Thankfully, there is a fix for this. The ifixit.com site has a reasonable repair guide to walk you through how to fix it.

Before you begin, if your PS4 is still under warranty or you don’t feel comfortable doing repair work, you should contact Sony about repairing this problem to prevent voiding your warranty or damaging your PS4.

Tools you’re going to need

Steps to Fix the WiFi Antenna

  1. Open your PS4 console by removing the rear stickers to expose screw(s), then unscrew screws and lift top off
  2. After top is open, locate screws for the power supply and unscrew them placing the screws aside separately
  3. Carefully unscrew and lift out the power supply (avoid stress on any cables) to expose the antenna wire connector
  4. Disconnect the WiFi antenna wire from the board using ESD-safe tweezers by pulling straight up
  5. Pull the now loose wire free from the chassis, then…
  6. Follow the wire to locate the WiFi antenna in the corner of the PS4
  7. Unscrew and take out the WiFi antenna being careful not to pull the wire loose
  8. Identify the gap between the antenna segments looking for two solder points
  9. Make sure that the antenna wire is long enough to span the gap
  10. Pull the wire to bridge the gap between both both solder points
  11. Solder the wire down on both sides of the gap making sure the antenna wire spans the gap
  12. Reassemble the PS4 in reverse being sure to thread the WiFi wire back through where it was and reconnecting it

For a follow-along visual reference, visit the ifixit.com guide or download the PDF:

The Design Problem

The small gap between the two sides of the antenna is spanned by the wire itself.
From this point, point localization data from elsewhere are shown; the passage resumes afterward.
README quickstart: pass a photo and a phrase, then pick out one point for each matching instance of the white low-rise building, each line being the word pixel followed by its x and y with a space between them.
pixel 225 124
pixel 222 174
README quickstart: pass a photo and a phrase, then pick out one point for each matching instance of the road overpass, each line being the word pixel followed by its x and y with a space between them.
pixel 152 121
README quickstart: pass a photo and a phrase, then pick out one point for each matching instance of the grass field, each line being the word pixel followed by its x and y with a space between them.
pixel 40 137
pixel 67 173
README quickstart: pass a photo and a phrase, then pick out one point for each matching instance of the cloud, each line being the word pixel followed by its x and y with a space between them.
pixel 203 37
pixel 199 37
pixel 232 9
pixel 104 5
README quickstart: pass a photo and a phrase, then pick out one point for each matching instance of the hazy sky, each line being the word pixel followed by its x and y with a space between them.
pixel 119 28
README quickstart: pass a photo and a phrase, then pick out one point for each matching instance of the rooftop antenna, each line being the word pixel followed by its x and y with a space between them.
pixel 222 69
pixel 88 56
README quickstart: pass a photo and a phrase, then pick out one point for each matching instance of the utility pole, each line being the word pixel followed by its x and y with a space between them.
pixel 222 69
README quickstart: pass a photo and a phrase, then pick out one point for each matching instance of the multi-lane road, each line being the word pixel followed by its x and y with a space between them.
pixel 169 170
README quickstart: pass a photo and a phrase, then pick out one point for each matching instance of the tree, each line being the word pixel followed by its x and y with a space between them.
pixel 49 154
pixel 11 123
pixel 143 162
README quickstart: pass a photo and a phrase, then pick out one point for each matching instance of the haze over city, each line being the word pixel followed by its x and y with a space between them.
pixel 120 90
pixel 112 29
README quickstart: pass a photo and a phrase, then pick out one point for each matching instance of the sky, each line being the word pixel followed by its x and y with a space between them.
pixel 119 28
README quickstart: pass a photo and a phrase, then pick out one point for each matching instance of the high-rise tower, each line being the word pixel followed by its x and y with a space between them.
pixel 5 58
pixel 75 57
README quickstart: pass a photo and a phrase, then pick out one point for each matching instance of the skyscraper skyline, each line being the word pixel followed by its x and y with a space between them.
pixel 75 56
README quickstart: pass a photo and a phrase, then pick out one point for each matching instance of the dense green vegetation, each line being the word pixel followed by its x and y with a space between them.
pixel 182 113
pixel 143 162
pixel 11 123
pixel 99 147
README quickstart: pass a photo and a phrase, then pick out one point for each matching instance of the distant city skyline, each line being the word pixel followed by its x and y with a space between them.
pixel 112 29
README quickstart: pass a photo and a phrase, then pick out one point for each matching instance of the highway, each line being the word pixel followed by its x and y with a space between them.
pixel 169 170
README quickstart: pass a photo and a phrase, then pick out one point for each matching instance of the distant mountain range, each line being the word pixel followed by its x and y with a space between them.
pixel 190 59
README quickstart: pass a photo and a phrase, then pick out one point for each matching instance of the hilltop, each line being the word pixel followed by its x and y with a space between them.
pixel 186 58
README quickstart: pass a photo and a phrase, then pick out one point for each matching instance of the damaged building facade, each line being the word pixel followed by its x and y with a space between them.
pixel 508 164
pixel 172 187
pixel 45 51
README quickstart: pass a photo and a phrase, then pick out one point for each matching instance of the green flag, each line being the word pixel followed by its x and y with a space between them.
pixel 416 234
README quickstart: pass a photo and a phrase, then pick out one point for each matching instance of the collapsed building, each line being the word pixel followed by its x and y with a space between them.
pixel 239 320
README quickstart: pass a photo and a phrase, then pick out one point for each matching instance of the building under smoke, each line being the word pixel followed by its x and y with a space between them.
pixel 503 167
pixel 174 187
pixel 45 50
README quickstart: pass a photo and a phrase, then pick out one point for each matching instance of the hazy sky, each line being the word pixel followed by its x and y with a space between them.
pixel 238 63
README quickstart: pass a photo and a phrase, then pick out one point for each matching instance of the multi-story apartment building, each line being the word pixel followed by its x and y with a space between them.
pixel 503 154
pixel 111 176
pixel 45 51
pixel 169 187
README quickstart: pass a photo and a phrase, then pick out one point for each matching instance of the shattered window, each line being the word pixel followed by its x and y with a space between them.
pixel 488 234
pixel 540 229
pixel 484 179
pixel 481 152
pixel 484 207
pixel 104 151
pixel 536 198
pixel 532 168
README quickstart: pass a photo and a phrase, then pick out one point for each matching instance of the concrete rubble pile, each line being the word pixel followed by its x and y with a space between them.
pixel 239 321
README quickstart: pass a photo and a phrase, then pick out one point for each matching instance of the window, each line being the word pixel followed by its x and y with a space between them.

This wire is fairly fragile and is prone to easily coming loose. The wire may come loose for many reasons. It could be because of an assembly problem. It could be because the solder came loose on its own or from heat buildup. It could be that simply jostling the unit worked it loose. It could be that you dropped the PS4. Whatever the problem, it’s a relatively easy fix.

Notes

The follow-along guide misses a few tools needed for this repair. Please see the above for the full tool reference you will need before beginning. Also, the follow along guide shows pliers being used to pull the antenna loose from the board. Don’t do this! Use ESD-safe tweezers (included with the soldering iron kit listed above or purchase separately) to properly disconnect this wire from the board.

If you don’t feel comfortable opening up your PS4 or performing this procedure, then you should contact Sony to discuss having this repair completed by a Sony repair center. If your PS4 is under warranty, I’d suggest having Sony repair this problem to avoid voiding your warranty by opening the unit.